Since the default docker networking setup involves a shitload of NAT, it shouldn't be surprising that nf_conntrack will start to drop packets at some point. We're currently fine with setting the sysctl tunable

net.netfilter.nf_conntrack_max = 524288

but that's very much up to your network setup and traffic characteristics.

Inotify Watches and Cadvisor

Along the way cadvisor refused to start at one point. Turned out that the default settings (again sysctl tunables) for

fs.inotify.max_user_instances = 128
fs.inotify.max_user_watches = 8192

are too low. We increased to

fs.inotify.max_user_instances = 4096
fs.inotify.max_user_watches = 32768

Ephemeral Ports

We didn't ran into an issue with running out of ephemeral ports directly, but dockerd has a constant issue of keeping track of ports in use and we already see collisions to appear regularly. Very unscientifically we set the sysctl

net.ipv4.ip_local_port_range = 11000 60999

NOFILE limits and Nomad

Initially we restricted nomad (via systemd) with

LimitNOFILE=65536

which apparently is not enough for our setup once we were crossing the 100 container per host limit.

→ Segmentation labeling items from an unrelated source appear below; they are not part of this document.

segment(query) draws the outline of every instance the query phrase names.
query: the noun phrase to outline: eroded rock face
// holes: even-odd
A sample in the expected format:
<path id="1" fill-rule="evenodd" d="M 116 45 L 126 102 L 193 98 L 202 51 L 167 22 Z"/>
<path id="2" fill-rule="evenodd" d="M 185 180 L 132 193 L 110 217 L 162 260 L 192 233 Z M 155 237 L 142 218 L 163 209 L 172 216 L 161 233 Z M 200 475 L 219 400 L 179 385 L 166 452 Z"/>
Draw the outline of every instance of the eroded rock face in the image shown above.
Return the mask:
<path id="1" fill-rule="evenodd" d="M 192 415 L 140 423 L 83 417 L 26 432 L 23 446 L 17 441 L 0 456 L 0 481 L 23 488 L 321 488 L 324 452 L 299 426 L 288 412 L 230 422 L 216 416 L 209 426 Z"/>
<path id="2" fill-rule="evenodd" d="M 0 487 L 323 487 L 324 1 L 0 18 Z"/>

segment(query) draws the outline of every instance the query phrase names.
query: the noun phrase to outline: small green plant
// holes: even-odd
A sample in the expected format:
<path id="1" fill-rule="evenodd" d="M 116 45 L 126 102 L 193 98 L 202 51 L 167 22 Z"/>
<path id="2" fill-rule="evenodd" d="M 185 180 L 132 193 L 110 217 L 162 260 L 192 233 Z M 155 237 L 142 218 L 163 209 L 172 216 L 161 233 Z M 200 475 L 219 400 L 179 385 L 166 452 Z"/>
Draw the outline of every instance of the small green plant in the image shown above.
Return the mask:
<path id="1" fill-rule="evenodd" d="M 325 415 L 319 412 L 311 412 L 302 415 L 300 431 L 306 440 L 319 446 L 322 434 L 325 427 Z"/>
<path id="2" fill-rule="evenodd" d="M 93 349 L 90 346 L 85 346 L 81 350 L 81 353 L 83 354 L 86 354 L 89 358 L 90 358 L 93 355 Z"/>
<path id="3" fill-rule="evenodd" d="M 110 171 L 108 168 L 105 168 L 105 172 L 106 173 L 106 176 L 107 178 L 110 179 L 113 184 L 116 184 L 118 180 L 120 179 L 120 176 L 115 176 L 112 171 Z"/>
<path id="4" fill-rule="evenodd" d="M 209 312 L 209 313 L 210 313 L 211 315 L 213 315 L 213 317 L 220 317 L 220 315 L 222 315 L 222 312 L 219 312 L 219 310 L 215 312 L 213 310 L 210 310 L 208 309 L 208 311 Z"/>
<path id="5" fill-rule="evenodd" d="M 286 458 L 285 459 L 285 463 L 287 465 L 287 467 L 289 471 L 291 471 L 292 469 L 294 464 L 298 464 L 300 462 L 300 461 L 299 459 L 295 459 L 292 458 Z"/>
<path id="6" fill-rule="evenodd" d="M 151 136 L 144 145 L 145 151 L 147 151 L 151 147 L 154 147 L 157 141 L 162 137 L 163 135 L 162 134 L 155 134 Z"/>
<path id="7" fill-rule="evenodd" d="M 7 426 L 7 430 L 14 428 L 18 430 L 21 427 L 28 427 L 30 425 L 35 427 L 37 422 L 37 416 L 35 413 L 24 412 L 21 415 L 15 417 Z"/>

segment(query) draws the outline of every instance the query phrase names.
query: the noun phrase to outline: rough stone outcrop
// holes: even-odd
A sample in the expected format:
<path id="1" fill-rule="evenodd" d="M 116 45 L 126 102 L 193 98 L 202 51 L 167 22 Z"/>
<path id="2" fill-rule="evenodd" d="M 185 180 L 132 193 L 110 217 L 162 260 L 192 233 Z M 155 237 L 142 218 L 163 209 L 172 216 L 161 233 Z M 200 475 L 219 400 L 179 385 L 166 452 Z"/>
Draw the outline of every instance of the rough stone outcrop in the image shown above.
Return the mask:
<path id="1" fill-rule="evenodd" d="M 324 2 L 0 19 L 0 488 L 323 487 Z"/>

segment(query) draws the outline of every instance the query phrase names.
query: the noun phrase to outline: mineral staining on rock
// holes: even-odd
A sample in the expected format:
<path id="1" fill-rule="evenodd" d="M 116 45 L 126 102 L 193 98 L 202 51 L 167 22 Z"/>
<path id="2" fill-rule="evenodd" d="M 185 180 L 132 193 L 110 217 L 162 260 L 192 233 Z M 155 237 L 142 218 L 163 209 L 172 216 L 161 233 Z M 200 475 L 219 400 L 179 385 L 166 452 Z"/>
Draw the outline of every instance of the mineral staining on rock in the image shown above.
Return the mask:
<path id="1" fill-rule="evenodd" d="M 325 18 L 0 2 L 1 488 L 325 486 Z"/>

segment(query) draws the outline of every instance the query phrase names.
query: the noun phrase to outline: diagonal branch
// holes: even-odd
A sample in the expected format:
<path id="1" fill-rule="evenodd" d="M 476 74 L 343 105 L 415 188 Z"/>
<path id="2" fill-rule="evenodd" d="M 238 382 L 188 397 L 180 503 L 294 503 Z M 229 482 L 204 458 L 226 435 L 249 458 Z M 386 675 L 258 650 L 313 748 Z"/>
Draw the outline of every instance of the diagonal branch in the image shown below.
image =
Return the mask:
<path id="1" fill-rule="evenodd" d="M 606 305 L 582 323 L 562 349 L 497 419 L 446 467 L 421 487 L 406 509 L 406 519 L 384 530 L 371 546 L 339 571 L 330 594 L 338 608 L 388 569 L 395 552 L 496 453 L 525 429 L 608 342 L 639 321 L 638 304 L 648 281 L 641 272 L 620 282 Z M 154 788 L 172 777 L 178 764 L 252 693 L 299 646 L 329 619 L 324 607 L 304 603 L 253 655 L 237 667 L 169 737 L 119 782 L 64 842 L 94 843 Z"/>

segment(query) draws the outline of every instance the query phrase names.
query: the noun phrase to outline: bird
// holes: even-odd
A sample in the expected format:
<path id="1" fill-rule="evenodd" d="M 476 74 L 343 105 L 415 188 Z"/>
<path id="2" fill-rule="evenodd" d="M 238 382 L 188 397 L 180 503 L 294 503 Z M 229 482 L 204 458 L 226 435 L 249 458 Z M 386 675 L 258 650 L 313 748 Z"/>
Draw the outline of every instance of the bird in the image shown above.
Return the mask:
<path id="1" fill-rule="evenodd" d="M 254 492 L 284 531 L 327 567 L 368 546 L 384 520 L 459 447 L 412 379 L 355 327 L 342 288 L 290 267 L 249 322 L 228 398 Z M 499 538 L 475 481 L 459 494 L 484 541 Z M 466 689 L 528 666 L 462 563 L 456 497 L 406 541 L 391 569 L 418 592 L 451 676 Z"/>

Though the error message we saw was hard to understand:

[ERROR] client.alloc_runner.task_runner: prestart failed: alloc_id=93c6b94b-e122-30ba-7250-1050e0107f4d task=mycontainer error="prestart hook "logmon" failed: Unrecognized remote plugin message:

This was solved by following the official recommendation and setting

LimitNOFILE=infinity
LimitNPROC=infinity
TasksMax=infinity

The main lead here was looking into the "hashicorp/go-plugin" library source, and understanding that they try to read the stdout of some other process, which sounded roughly like someone would have to open at some point a file.

Running out of PIDs

Once we were close to 200 containers per host (test environment with 256GB RAM per host), we started to experience failures of all kinds because processes could no longer be forked. Since that was also true for completely fresh user sessions, it was clear that we're hitting some global limitation and nothing bound to session via a pam module.

It's important to understand that most of our workloads are written in Java, and a lot of the other software we use is written in go. So we've a lot of Threads, which in Linux are presented as "Lightweight Process" (LWP). So every LWP still exists with a distinct PID out of the global PID space.

With /proc/sys/kernel/pid_max defaulting to 32768 we actually ran out of PIDs. We increased that limit vastly, probably way beyond what we currently need, to 500000. Actuall limit on 64bit systems is 222 according to man 5 proc.